Fast Fair Regression via Efficient Approximations of Mutual Information
This work addresses fairness in regression problems, which is important for applications like risk scoring and insurance pricing, but it is incremental as it builds on existing fairness criteria by improving computational efficiency.
The paper tackles the challenge of measuring and enforcing group fairness in regression models, where outcomes are real-valued, by introducing fast approximations of fairness criteria based on mutual information and using them as regularizers. Experiments on real-world datasets show that the algorithm achieves state-of-the-art accuracy/fairness tradeoffs with superior computational efficiency.
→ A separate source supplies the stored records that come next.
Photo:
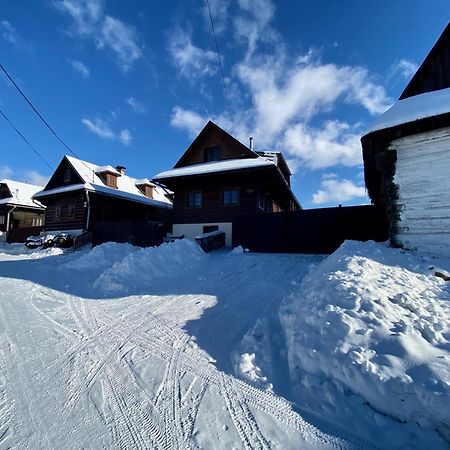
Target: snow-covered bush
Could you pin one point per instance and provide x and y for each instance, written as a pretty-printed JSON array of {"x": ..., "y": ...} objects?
[{"x": 375, "y": 322}]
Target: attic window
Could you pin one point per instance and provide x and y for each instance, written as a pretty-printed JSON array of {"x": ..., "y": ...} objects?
[
  {"x": 67, "y": 175},
  {"x": 110, "y": 180},
  {"x": 212, "y": 154},
  {"x": 146, "y": 189}
]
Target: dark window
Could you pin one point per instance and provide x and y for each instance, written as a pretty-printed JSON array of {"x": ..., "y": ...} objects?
[
  {"x": 193, "y": 199},
  {"x": 212, "y": 154},
  {"x": 210, "y": 228},
  {"x": 71, "y": 211},
  {"x": 67, "y": 175},
  {"x": 230, "y": 197}
]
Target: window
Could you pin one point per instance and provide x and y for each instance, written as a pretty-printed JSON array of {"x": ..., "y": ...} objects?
[
  {"x": 111, "y": 180},
  {"x": 230, "y": 197},
  {"x": 67, "y": 175},
  {"x": 212, "y": 154},
  {"x": 71, "y": 211},
  {"x": 210, "y": 228},
  {"x": 193, "y": 199}
]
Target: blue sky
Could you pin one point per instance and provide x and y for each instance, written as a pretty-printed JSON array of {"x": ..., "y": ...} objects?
[{"x": 133, "y": 82}]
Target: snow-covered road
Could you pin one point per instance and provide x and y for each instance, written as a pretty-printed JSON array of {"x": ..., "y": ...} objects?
[{"x": 107, "y": 354}]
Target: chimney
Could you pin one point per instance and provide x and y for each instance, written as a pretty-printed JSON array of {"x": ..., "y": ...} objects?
[{"x": 121, "y": 169}]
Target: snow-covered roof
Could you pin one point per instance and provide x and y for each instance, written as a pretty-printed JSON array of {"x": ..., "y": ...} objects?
[
  {"x": 126, "y": 185},
  {"x": 413, "y": 108},
  {"x": 108, "y": 168},
  {"x": 22, "y": 194},
  {"x": 216, "y": 166}
]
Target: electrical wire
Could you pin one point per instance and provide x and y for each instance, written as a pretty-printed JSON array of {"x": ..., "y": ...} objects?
[
  {"x": 27, "y": 141},
  {"x": 40, "y": 116},
  {"x": 225, "y": 90}
]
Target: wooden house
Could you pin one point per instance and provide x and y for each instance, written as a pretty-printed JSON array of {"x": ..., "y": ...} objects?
[
  {"x": 20, "y": 215},
  {"x": 218, "y": 178},
  {"x": 81, "y": 196},
  {"x": 407, "y": 158}
]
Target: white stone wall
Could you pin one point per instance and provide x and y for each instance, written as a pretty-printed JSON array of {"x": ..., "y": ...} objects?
[{"x": 423, "y": 177}]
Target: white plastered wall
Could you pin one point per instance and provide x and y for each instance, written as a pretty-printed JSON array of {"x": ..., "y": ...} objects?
[
  {"x": 423, "y": 179},
  {"x": 191, "y": 230}
]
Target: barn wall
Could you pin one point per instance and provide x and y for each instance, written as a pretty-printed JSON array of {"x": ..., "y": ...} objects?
[{"x": 422, "y": 177}]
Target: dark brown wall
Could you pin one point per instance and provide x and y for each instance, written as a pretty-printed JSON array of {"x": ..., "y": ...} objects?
[
  {"x": 213, "y": 136},
  {"x": 63, "y": 201},
  {"x": 434, "y": 73}
]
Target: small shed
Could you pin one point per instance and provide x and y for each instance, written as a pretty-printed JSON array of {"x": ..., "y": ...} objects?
[{"x": 407, "y": 158}]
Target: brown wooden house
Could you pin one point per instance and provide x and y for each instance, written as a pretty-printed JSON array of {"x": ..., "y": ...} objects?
[
  {"x": 20, "y": 215},
  {"x": 81, "y": 196},
  {"x": 407, "y": 158},
  {"x": 218, "y": 178}
]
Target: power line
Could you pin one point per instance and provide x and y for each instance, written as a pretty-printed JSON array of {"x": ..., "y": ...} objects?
[
  {"x": 225, "y": 90},
  {"x": 27, "y": 141},
  {"x": 40, "y": 116}
]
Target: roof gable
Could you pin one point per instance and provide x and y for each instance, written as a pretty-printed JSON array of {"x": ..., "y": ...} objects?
[
  {"x": 213, "y": 136},
  {"x": 434, "y": 72}
]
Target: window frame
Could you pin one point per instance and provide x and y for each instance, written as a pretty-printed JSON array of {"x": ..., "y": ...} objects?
[
  {"x": 57, "y": 214},
  {"x": 215, "y": 151},
  {"x": 230, "y": 189},
  {"x": 71, "y": 211},
  {"x": 195, "y": 206}
]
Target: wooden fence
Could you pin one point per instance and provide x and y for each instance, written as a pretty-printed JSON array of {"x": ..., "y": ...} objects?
[{"x": 308, "y": 231}]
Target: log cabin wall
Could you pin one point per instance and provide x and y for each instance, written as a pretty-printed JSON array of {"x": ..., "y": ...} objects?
[{"x": 65, "y": 212}]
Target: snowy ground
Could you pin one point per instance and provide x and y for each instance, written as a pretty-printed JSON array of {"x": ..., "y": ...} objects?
[{"x": 123, "y": 347}]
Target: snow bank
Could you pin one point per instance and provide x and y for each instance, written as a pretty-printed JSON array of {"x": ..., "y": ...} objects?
[
  {"x": 102, "y": 256},
  {"x": 375, "y": 322},
  {"x": 140, "y": 267}
]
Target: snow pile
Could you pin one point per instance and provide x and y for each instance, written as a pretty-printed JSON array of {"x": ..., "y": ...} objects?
[
  {"x": 102, "y": 256},
  {"x": 141, "y": 267},
  {"x": 374, "y": 322}
]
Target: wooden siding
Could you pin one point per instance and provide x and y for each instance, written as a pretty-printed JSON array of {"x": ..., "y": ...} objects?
[
  {"x": 249, "y": 183},
  {"x": 78, "y": 222},
  {"x": 59, "y": 179},
  {"x": 423, "y": 183},
  {"x": 213, "y": 136},
  {"x": 434, "y": 73}
]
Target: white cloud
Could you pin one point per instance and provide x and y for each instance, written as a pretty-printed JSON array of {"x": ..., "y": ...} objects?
[
  {"x": 5, "y": 172},
  {"x": 8, "y": 32},
  {"x": 191, "y": 61},
  {"x": 220, "y": 15},
  {"x": 187, "y": 120},
  {"x": 253, "y": 26},
  {"x": 121, "y": 39},
  {"x": 101, "y": 128},
  {"x": 125, "y": 137},
  {"x": 89, "y": 20},
  {"x": 86, "y": 14},
  {"x": 406, "y": 68},
  {"x": 337, "y": 143},
  {"x": 335, "y": 190},
  {"x": 34, "y": 177},
  {"x": 80, "y": 68},
  {"x": 136, "y": 106}
]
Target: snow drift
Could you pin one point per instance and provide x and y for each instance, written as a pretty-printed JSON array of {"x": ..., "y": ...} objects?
[
  {"x": 375, "y": 322},
  {"x": 140, "y": 267}
]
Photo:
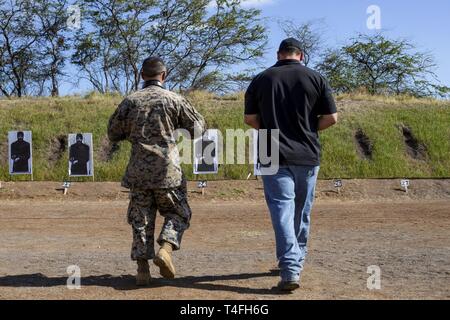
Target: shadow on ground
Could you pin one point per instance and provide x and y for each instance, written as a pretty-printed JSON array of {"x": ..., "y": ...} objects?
[{"x": 127, "y": 282}]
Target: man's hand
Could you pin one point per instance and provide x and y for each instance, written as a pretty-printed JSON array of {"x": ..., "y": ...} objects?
[
  {"x": 327, "y": 121},
  {"x": 252, "y": 120}
]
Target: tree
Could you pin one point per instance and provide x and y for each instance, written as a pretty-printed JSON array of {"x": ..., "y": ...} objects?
[
  {"x": 310, "y": 35},
  {"x": 381, "y": 66},
  {"x": 199, "y": 42},
  {"x": 32, "y": 46},
  {"x": 54, "y": 41},
  {"x": 18, "y": 40}
]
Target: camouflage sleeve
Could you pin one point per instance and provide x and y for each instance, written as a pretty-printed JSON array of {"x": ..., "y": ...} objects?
[
  {"x": 118, "y": 128},
  {"x": 190, "y": 119}
]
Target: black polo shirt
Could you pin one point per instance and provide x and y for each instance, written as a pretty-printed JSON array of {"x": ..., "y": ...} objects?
[{"x": 290, "y": 97}]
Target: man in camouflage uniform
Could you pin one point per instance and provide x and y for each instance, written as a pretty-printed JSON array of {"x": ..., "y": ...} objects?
[{"x": 148, "y": 119}]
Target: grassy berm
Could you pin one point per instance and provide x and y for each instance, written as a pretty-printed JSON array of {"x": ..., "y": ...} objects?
[{"x": 377, "y": 137}]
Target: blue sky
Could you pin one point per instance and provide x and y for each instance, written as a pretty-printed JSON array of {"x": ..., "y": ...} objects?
[{"x": 427, "y": 24}]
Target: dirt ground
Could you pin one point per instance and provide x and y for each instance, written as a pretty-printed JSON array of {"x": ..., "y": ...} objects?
[{"x": 229, "y": 251}]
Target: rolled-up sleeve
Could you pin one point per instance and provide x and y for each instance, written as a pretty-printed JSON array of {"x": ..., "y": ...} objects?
[{"x": 190, "y": 119}]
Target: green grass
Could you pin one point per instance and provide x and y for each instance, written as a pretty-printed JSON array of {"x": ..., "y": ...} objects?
[{"x": 379, "y": 117}]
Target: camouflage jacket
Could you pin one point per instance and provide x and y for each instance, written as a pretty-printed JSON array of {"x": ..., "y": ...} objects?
[{"x": 148, "y": 119}]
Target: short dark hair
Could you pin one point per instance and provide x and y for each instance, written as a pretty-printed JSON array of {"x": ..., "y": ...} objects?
[
  {"x": 153, "y": 66},
  {"x": 290, "y": 46},
  {"x": 291, "y": 51}
]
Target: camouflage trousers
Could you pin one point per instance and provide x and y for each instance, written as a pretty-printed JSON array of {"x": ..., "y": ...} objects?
[{"x": 172, "y": 205}]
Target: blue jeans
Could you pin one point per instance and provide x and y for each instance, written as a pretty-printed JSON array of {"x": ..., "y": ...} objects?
[{"x": 290, "y": 197}]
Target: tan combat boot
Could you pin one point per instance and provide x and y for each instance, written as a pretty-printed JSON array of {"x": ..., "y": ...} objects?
[
  {"x": 164, "y": 261},
  {"x": 143, "y": 276}
]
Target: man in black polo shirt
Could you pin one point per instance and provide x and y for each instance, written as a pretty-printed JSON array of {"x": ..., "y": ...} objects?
[{"x": 297, "y": 102}]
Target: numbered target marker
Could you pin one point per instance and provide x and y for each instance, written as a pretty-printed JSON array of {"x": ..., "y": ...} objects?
[
  {"x": 66, "y": 186},
  {"x": 202, "y": 185},
  {"x": 338, "y": 184},
  {"x": 405, "y": 184}
]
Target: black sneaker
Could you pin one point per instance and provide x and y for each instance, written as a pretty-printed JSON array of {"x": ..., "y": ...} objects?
[{"x": 288, "y": 286}]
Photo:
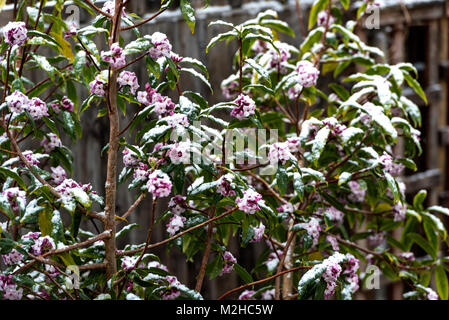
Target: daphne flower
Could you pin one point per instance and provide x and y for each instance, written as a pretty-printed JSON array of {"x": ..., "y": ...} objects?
[
  {"x": 229, "y": 261},
  {"x": 17, "y": 102},
  {"x": 176, "y": 223},
  {"x": 245, "y": 107},
  {"x": 177, "y": 205},
  {"x": 250, "y": 201},
  {"x": 50, "y": 142},
  {"x": 43, "y": 245},
  {"x": 225, "y": 187},
  {"x": 98, "y": 86},
  {"x": 37, "y": 108},
  {"x": 58, "y": 175},
  {"x": 279, "y": 152},
  {"x": 180, "y": 153},
  {"x": 15, "y": 33},
  {"x": 159, "y": 184},
  {"x": 307, "y": 73},
  {"x": 127, "y": 78},
  {"x": 258, "y": 233},
  {"x": 161, "y": 46}
]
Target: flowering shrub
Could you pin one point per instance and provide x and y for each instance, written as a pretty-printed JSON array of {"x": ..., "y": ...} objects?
[{"x": 308, "y": 194}]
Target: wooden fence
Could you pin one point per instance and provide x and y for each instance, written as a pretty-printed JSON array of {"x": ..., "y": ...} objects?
[{"x": 416, "y": 31}]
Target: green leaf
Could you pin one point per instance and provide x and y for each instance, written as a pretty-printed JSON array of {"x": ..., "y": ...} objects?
[
  {"x": 418, "y": 200},
  {"x": 13, "y": 174},
  {"x": 319, "y": 143},
  {"x": 415, "y": 86},
  {"x": 441, "y": 282},
  {"x": 188, "y": 13},
  {"x": 243, "y": 273}
]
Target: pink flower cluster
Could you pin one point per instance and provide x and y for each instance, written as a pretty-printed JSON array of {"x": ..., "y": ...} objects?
[
  {"x": 399, "y": 211},
  {"x": 18, "y": 102},
  {"x": 141, "y": 172},
  {"x": 130, "y": 158},
  {"x": 387, "y": 161},
  {"x": 172, "y": 292},
  {"x": 161, "y": 46},
  {"x": 180, "y": 153},
  {"x": 98, "y": 86},
  {"x": 279, "y": 152},
  {"x": 245, "y": 107},
  {"x": 312, "y": 228},
  {"x": 159, "y": 184},
  {"x": 115, "y": 57},
  {"x": 357, "y": 193},
  {"x": 43, "y": 245},
  {"x": 324, "y": 18},
  {"x": 58, "y": 175},
  {"x": 307, "y": 73},
  {"x": 128, "y": 263},
  {"x": 177, "y": 205},
  {"x": 50, "y": 142},
  {"x": 258, "y": 233},
  {"x": 127, "y": 78},
  {"x": 12, "y": 258},
  {"x": 229, "y": 261},
  {"x": 177, "y": 119},
  {"x": 109, "y": 7},
  {"x": 9, "y": 288},
  {"x": 15, "y": 33},
  {"x": 14, "y": 196},
  {"x": 176, "y": 223},
  {"x": 225, "y": 187},
  {"x": 250, "y": 201}
]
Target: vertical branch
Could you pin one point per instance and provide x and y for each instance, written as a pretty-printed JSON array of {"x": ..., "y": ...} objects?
[
  {"x": 111, "y": 175},
  {"x": 210, "y": 226}
]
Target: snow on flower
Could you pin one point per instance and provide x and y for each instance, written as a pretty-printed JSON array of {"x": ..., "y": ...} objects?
[
  {"x": 245, "y": 107},
  {"x": 387, "y": 161},
  {"x": 50, "y": 142},
  {"x": 250, "y": 201},
  {"x": 162, "y": 47},
  {"x": 115, "y": 57},
  {"x": 159, "y": 184},
  {"x": 399, "y": 210},
  {"x": 258, "y": 233},
  {"x": 58, "y": 175},
  {"x": 357, "y": 193},
  {"x": 12, "y": 258},
  {"x": 15, "y": 33},
  {"x": 37, "y": 108},
  {"x": 17, "y": 102},
  {"x": 180, "y": 153},
  {"x": 177, "y": 204},
  {"x": 130, "y": 158},
  {"x": 312, "y": 228},
  {"x": 128, "y": 263},
  {"x": 177, "y": 119},
  {"x": 279, "y": 152},
  {"x": 229, "y": 261},
  {"x": 307, "y": 73},
  {"x": 98, "y": 86},
  {"x": 9, "y": 288},
  {"x": 176, "y": 223},
  {"x": 225, "y": 187},
  {"x": 127, "y": 78},
  {"x": 43, "y": 245},
  {"x": 324, "y": 18}
]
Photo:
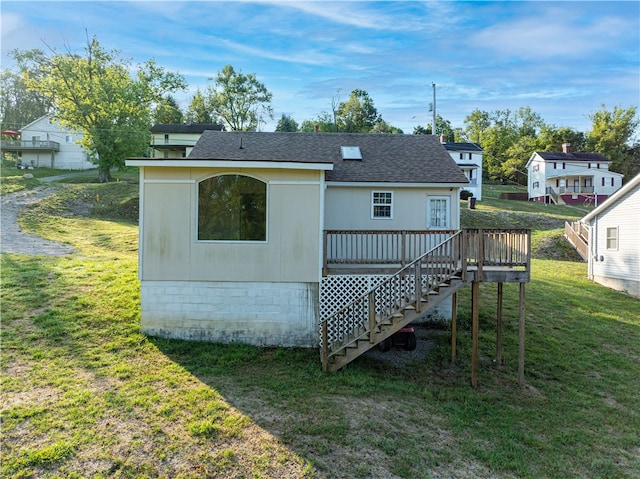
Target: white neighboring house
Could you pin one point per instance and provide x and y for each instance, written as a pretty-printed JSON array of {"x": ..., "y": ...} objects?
[
  {"x": 176, "y": 140},
  {"x": 570, "y": 178},
  {"x": 468, "y": 156},
  {"x": 614, "y": 240},
  {"x": 45, "y": 143}
]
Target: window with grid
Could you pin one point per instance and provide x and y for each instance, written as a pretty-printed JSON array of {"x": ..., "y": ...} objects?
[
  {"x": 438, "y": 213},
  {"x": 382, "y": 204}
]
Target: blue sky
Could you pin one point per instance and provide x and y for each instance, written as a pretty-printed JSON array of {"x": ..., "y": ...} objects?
[{"x": 562, "y": 59}]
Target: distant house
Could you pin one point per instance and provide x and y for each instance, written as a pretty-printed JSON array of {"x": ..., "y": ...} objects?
[
  {"x": 45, "y": 143},
  {"x": 614, "y": 240},
  {"x": 570, "y": 178},
  {"x": 176, "y": 140},
  {"x": 236, "y": 238},
  {"x": 468, "y": 156}
]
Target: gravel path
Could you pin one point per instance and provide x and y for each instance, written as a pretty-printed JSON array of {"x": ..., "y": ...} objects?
[{"x": 13, "y": 239}]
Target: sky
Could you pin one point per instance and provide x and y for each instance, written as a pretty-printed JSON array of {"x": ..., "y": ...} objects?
[{"x": 563, "y": 59}]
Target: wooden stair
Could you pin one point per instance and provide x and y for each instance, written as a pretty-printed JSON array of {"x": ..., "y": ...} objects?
[{"x": 395, "y": 303}]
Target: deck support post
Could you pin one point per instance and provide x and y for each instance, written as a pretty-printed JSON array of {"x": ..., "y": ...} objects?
[
  {"x": 521, "y": 338},
  {"x": 499, "y": 327},
  {"x": 475, "y": 306},
  {"x": 454, "y": 326}
]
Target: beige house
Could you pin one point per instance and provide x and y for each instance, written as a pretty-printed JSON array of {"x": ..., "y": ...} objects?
[{"x": 238, "y": 239}]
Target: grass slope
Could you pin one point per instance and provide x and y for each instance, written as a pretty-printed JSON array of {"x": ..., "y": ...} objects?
[{"x": 85, "y": 394}]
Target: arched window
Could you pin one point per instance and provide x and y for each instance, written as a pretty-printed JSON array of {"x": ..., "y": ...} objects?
[{"x": 232, "y": 208}]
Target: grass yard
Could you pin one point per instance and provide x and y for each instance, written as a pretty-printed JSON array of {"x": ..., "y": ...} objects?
[{"x": 86, "y": 395}]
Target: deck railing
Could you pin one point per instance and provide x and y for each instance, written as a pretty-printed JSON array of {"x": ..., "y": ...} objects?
[
  {"x": 10, "y": 145},
  {"x": 368, "y": 247},
  {"x": 397, "y": 292},
  {"x": 482, "y": 247},
  {"x": 577, "y": 233}
]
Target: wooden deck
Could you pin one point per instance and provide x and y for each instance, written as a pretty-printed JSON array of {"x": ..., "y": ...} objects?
[
  {"x": 489, "y": 255},
  {"x": 423, "y": 268}
]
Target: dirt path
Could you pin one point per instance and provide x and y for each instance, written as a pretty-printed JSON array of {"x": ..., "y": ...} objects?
[{"x": 13, "y": 239}]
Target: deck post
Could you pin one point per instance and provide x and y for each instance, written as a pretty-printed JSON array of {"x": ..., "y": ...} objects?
[
  {"x": 475, "y": 306},
  {"x": 372, "y": 317},
  {"x": 521, "y": 338},
  {"x": 499, "y": 327},
  {"x": 325, "y": 346},
  {"x": 454, "y": 326}
]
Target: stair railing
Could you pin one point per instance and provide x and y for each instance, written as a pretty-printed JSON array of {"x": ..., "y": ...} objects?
[{"x": 400, "y": 291}]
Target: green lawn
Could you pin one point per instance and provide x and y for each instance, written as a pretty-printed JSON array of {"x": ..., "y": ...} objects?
[{"x": 86, "y": 395}]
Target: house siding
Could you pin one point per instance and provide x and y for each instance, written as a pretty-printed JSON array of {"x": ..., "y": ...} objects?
[
  {"x": 617, "y": 268},
  {"x": 170, "y": 247},
  {"x": 349, "y": 207}
]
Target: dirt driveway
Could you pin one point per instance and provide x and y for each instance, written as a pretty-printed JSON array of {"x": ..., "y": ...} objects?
[{"x": 13, "y": 239}]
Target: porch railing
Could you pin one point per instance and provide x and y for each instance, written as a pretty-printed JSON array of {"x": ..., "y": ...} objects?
[{"x": 368, "y": 247}]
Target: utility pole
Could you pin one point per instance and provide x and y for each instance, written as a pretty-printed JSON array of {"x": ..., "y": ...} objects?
[{"x": 433, "y": 124}]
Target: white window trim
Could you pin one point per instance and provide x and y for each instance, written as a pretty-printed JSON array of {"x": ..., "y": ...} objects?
[
  {"x": 197, "y": 207},
  {"x": 374, "y": 204},
  {"x": 447, "y": 200},
  {"x": 617, "y": 236}
]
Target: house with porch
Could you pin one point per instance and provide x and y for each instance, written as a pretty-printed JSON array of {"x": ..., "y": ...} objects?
[
  {"x": 570, "y": 178},
  {"x": 46, "y": 143},
  {"x": 613, "y": 245},
  {"x": 468, "y": 157},
  {"x": 176, "y": 140},
  {"x": 307, "y": 239}
]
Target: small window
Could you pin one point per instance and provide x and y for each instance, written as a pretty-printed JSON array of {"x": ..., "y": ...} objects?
[
  {"x": 438, "y": 212},
  {"x": 612, "y": 238},
  {"x": 382, "y": 205},
  {"x": 232, "y": 208}
]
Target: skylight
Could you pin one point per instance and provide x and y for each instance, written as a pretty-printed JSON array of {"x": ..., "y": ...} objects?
[{"x": 351, "y": 153}]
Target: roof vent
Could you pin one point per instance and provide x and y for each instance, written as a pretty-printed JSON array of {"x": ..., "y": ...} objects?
[{"x": 351, "y": 153}]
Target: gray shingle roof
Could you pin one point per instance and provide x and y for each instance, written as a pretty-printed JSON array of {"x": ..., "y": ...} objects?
[
  {"x": 462, "y": 146},
  {"x": 558, "y": 155},
  {"x": 385, "y": 158},
  {"x": 184, "y": 127}
]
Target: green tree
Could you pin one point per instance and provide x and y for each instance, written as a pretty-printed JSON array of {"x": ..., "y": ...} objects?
[
  {"x": 198, "y": 111},
  {"x": 168, "y": 111},
  {"x": 239, "y": 100},
  {"x": 286, "y": 123},
  {"x": 476, "y": 123},
  {"x": 97, "y": 94},
  {"x": 19, "y": 106},
  {"x": 551, "y": 138},
  {"x": 612, "y": 134},
  {"x": 357, "y": 114},
  {"x": 324, "y": 122}
]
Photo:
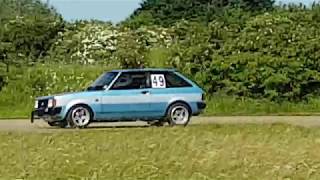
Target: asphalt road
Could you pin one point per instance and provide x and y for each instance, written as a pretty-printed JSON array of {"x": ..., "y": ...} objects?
[{"x": 306, "y": 121}]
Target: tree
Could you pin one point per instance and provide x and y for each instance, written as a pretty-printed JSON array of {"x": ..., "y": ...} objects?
[{"x": 168, "y": 12}]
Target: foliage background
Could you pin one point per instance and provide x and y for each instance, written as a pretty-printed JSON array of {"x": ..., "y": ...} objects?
[{"x": 247, "y": 51}]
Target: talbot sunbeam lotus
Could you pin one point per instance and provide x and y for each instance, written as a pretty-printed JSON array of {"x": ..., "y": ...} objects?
[{"x": 156, "y": 96}]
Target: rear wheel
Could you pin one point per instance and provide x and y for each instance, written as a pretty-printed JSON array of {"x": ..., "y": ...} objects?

Most work in algorithmic fairness to date has focused on discrete outcomes, such as deciding whether to grant someone a loan or not. In these classification settings, group fairness criteria such as independence, separation and sufficiency can be measured directly by comparing rates of outcomes between subpopulations. Many important problems however require the prediction of a real-valued outcome, such as a risk score or insurance premium. In such regression settings, measuring group fairness criteria is computationally challenging, as it requires estimating information-theoretic divergences between conditional probability density functions. This paper introduces fast approximations of the independence, separation and sufficiency group fairness criteria for regression models from their (conditional) mutual information definitions, and uses such approximations as regularisers to enforce fairness within a regularised risk minimisation framework. Experiments in real-world datasets indicate that in spite of its superior computational efficiency our algorithm still displays state-of-the-art accuracy/fairness tradeoffs.